Notice of Pre-AIA or AIA Status
The present application, filed on or after March 16, 2013, is being examined under the first inventor to file provisions of the AIA .
DETAILED ACTION
Claims 1-20 are presented for examination.
Claims 1, 8 and 15 were amended.
This is a Final Action.
Response to Arguments
Applicant’s arguments with respect to claim(s) 1-20 have been considered but are moot because the new ground of rejection does not rely on any reference applied in the prior rejection of record for any teaching or matter specifically challenged in the argument.
Claim Rejections - 35 USC § 103
In the event the determination of the status of the application as subject to AIA 35 U.S.C. 102 and 103 (or as subject to pre-AIA 35 U.S.C. 102 and 103) is incorrect, any correction of the statutory basis for the rejection will not be considered a new ground of rejection if the prior art relied upon, and the rationale supporting the rejection, would be the same under either status.
The following is a quotation of 35 U.S.C. 103 which forms the basis for all obviousness rejections set forth in this Office action:
A patent for a claimed invention may not be obtained, notwithstanding that the claimed invention is not identically disclosed as set forth in section 102 of this title, if the differences between the claimed invention and the prior art are such that the claimed invention as a whole would have been obvious before the effective filing date of the claimed invention to a person having ordinary skill in the art to which the claimed invention pertains. Patentability shall not be negated by the manner in which the invention was made.
Claims 1-20 are rejected under 35 U.S.C. 103 as being unpatentable over Flaks (US 11,074,250) in view of Raymond et al. (US 20250013893) further in view of Bahrami et al. (US 11,609,748)
1. Flaks teaches, A computer-implemented method, comprising:
receiving a user-provided prompt, wherein the user-provided prompt is provided in natural language (Col 3: Col 56-60 - teaches the system 100… receives a natural language query 110 from the system user 109 requesting information (e.g. data, reports, responses, etc).
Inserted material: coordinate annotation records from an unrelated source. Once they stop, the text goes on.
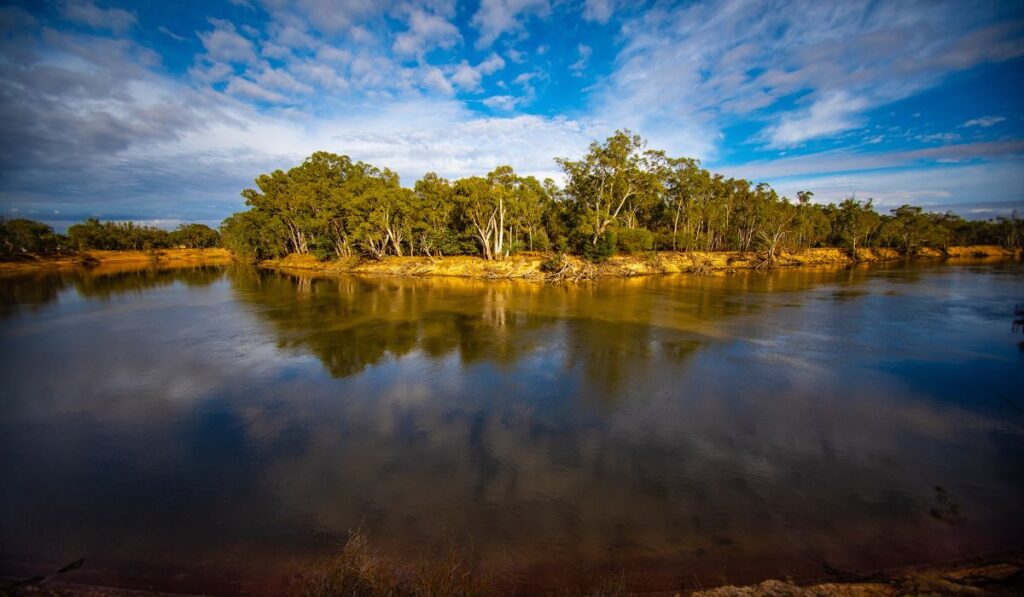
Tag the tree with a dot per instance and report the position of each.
(195, 237)
(854, 221)
(609, 181)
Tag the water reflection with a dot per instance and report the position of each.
(712, 428)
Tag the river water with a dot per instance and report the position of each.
(211, 429)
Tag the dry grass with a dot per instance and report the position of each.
(162, 257)
(360, 570)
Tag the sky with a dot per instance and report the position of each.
(163, 112)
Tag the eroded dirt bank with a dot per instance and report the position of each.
(545, 266)
(163, 257)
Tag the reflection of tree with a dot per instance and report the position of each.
(609, 329)
(30, 292)
(352, 323)
(105, 286)
(40, 288)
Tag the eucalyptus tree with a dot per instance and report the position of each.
(609, 181)
(854, 222)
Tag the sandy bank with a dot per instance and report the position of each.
(543, 266)
(164, 257)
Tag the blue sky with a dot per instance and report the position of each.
(163, 112)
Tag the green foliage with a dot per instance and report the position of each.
(635, 240)
(29, 237)
(117, 237)
(333, 207)
(601, 249)
(254, 236)
(195, 237)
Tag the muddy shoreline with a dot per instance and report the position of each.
(548, 267)
(160, 257)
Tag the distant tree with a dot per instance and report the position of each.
(24, 236)
(195, 237)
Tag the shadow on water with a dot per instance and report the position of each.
(36, 290)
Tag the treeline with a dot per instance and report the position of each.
(619, 197)
(24, 237)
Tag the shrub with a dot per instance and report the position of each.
(604, 248)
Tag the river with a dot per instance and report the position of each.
(211, 429)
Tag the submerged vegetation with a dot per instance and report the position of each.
(620, 197)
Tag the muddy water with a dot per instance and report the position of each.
(209, 429)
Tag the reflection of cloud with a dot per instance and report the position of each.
(628, 422)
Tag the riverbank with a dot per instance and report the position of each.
(163, 257)
(545, 266)
(358, 573)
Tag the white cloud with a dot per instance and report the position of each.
(329, 16)
(950, 184)
(581, 65)
(247, 88)
(496, 17)
(170, 34)
(598, 10)
(434, 79)
(224, 44)
(833, 114)
(87, 12)
(468, 78)
(425, 33)
(693, 69)
(492, 65)
(984, 122)
(281, 80)
(506, 102)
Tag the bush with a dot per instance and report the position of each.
(635, 240)
(604, 248)
(553, 264)
(541, 241)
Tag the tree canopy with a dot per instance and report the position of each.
(621, 196)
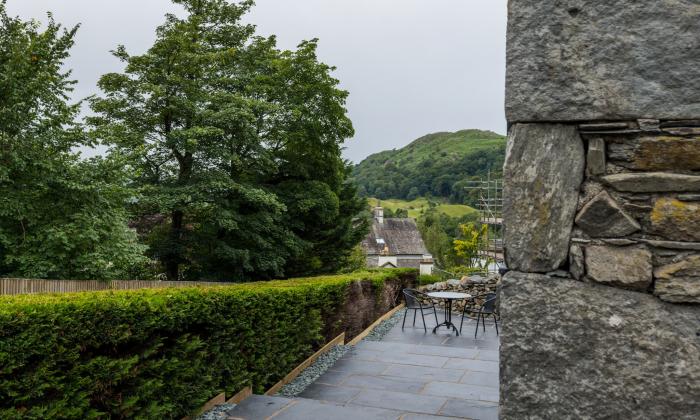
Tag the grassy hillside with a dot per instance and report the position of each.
(415, 207)
(434, 165)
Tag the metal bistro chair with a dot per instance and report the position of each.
(416, 301)
(489, 307)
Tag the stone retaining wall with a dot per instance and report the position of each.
(601, 311)
(474, 285)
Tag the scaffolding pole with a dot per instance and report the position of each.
(490, 206)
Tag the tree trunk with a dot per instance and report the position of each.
(172, 262)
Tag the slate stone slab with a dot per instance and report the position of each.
(462, 391)
(627, 267)
(470, 409)
(542, 176)
(602, 217)
(339, 394)
(645, 182)
(571, 349)
(399, 401)
(680, 281)
(676, 220)
(657, 153)
(304, 409)
(579, 60)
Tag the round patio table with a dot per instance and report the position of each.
(448, 297)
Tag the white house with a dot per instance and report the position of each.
(396, 243)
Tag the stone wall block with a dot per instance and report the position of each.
(575, 350)
(595, 158)
(626, 267)
(657, 153)
(603, 217)
(542, 175)
(582, 60)
(576, 261)
(680, 281)
(676, 220)
(646, 182)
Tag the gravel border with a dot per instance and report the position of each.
(317, 368)
(217, 413)
(327, 360)
(313, 372)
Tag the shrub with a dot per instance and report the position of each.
(161, 353)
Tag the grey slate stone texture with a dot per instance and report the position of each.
(580, 350)
(582, 60)
(602, 217)
(542, 175)
(645, 182)
(680, 281)
(627, 267)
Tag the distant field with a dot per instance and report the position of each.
(414, 207)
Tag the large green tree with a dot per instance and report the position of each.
(236, 144)
(60, 216)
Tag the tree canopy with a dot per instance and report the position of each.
(60, 216)
(234, 146)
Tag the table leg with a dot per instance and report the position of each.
(448, 318)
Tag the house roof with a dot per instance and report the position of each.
(400, 236)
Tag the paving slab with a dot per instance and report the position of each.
(409, 375)
(403, 401)
(306, 409)
(475, 410)
(382, 382)
(461, 391)
(331, 393)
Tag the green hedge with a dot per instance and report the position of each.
(161, 353)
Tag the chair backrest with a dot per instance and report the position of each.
(490, 303)
(412, 298)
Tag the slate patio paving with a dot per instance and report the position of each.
(410, 374)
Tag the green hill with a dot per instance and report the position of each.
(415, 207)
(435, 165)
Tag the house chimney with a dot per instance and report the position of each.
(379, 214)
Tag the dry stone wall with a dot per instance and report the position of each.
(601, 309)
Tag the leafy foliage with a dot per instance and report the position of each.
(60, 217)
(439, 232)
(161, 353)
(237, 144)
(436, 165)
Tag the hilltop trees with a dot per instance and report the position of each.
(236, 144)
(60, 217)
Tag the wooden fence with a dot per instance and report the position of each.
(26, 286)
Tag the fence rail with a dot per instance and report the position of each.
(28, 286)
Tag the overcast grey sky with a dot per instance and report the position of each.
(412, 66)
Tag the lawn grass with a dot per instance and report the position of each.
(415, 207)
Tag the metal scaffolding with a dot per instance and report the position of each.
(489, 193)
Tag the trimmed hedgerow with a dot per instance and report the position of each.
(161, 353)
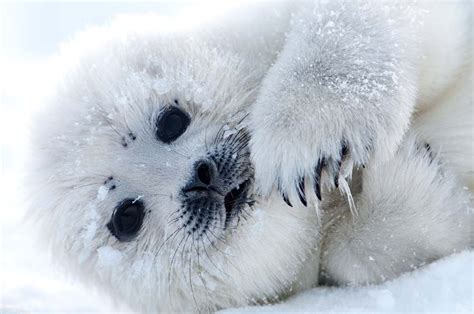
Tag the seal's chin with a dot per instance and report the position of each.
(236, 199)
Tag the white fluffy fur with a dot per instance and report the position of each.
(305, 91)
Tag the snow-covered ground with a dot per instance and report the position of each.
(29, 282)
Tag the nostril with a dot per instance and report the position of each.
(204, 173)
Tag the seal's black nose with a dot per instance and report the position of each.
(204, 176)
(204, 173)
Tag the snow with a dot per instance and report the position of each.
(30, 282)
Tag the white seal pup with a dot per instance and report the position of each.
(143, 182)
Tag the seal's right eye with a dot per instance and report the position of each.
(171, 124)
(127, 219)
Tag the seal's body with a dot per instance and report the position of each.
(144, 164)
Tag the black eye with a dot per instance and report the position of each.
(127, 219)
(171, 124)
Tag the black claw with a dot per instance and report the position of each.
(287, 201)
(343, 154)
(317, 178)
(301, 193)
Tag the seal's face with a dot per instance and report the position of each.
(143, 182)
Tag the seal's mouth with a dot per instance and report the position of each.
(236, 199)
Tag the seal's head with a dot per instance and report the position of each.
(142, 179)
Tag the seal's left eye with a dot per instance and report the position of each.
(171, 124)
(127, 219)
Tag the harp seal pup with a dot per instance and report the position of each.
(148, 175)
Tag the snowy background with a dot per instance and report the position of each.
(30, 34)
The natural language query may be specific question asked or a specific request made, by the system user 109 in natural language – describes receiving a natural language query from a user, Flaks);
performing a first retrieval augmented generation (RAG) process including retrieving first RAG data including natural language, programming syntax pairings from a vector database that have a first level of similarity with the user-provided prompt ( - teaches the information retrieval server receives a request for information from a user in the form of a natural language query – disclosing receiving a natural language query from a user, which corresponds to receiving a user-provided prompt in natural language, Flaks) and
generating a graphical user interface (GUI) that displays the response to the auto-generated prompt ( Col 38-67 to Col 2: lines 1-13 and Col 6: lines 4-13– teaches the answer generation processing logic… provides the system user with the retrieved information… formatted in a report or visualization – thus disclosing displays generated responses to the user via the system interface, Flak).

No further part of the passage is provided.